IS IT TRUE everything we just posted is totally TRUE?

2 COMMENTS

  1. The Ignored Legacy of George H.W. Bush: War Crimes, Racism, and Obstruction of Justice

    As corporate media gloss over the former president’s record with fawning tributes and sanitized obituaries, some observers have been highlighting key aspects of the record and legacy of George H.W. Bush, where among the 41st president’s acts during his political life were his role in the Gulf War, Central America, and the Iran-Contra affair

    It’s fair to offer condolences to Bush’s family members as they grieve. But as a public figure with lots of innocent blood on his hands, his record has to be examined without any whitewashing

    Georgie was not the shining star that everyone is trying to rehabilitate. While he may have done a better job in later life after he was defeated by Bill, his record is not the epitome of grace you think.

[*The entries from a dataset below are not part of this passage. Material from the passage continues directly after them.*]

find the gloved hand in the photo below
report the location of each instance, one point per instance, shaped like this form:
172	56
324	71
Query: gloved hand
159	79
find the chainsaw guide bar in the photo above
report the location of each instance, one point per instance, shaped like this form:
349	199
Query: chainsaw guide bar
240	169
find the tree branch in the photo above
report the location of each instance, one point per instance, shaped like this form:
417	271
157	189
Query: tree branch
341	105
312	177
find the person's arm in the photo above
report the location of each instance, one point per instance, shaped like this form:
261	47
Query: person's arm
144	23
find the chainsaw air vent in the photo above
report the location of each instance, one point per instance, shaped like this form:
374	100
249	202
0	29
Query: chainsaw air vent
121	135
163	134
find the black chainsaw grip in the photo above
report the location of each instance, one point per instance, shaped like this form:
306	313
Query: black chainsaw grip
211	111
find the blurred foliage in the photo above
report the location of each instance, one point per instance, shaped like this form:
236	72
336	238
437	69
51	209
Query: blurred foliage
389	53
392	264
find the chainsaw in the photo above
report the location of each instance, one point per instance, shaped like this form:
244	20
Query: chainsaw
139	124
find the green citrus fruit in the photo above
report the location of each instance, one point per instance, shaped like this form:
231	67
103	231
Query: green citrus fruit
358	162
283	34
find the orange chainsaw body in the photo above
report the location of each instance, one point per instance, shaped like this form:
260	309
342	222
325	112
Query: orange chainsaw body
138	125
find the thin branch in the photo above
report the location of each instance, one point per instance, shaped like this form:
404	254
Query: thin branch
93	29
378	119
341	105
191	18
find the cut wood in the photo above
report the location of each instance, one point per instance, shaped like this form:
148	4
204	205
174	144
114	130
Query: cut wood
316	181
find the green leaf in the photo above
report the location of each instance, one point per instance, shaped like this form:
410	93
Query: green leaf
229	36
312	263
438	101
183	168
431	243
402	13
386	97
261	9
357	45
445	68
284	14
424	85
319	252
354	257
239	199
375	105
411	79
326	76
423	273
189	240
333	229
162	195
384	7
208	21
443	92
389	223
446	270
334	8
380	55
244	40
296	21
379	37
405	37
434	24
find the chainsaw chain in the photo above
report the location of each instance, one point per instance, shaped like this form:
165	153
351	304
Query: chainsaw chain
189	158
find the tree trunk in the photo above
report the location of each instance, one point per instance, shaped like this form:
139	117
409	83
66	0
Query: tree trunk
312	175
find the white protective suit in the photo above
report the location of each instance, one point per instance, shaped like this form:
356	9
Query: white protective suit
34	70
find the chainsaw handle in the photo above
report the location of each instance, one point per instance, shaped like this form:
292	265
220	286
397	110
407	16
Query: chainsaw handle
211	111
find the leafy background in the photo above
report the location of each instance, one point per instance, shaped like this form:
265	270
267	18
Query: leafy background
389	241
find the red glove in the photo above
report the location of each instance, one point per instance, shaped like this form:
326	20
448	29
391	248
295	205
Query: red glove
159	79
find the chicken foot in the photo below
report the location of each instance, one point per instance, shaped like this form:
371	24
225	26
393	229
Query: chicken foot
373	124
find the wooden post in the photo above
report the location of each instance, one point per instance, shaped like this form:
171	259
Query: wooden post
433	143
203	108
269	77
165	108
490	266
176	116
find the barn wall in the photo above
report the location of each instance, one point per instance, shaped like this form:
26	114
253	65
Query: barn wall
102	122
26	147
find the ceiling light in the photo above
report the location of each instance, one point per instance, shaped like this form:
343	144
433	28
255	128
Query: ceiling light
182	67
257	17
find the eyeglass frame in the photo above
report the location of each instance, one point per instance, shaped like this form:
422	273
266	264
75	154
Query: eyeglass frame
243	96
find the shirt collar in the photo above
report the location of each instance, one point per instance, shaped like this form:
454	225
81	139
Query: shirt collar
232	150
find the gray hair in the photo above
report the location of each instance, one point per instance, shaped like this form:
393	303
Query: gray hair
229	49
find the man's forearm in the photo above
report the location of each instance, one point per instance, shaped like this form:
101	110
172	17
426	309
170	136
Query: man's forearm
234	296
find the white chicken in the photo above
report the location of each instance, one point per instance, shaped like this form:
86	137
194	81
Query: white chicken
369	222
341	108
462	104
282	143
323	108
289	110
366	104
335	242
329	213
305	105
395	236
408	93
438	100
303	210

    I remember when the Willy Horton ad came out. I remember Lee Atwater. I remember Iran Contra. I remember the first Iraq invasion. I have no idea how many crimes he directed and oversaw as director of the CIA

    He wasn’t necessarily a good person, and was definitely not a good president. I would say the bar has been set so low that we now look at Bush I as a statesperson. But the bar doesn’t even exist anymore

    Trump wasn’t all of a sudden. His path was made easier by those who came before him who beat up on the poor and marginalized (me and Bush Senior and Bush Junior), and they (and sadly, we) are as much to blame for what’s going on as the current white house resident

    In the age of Donald Trump, it isn’t difficult for history scrubbers of the late Bush Sr. to paint a picture of him as a great patriot and pragmatist, a president who governed with “class” and “integrity”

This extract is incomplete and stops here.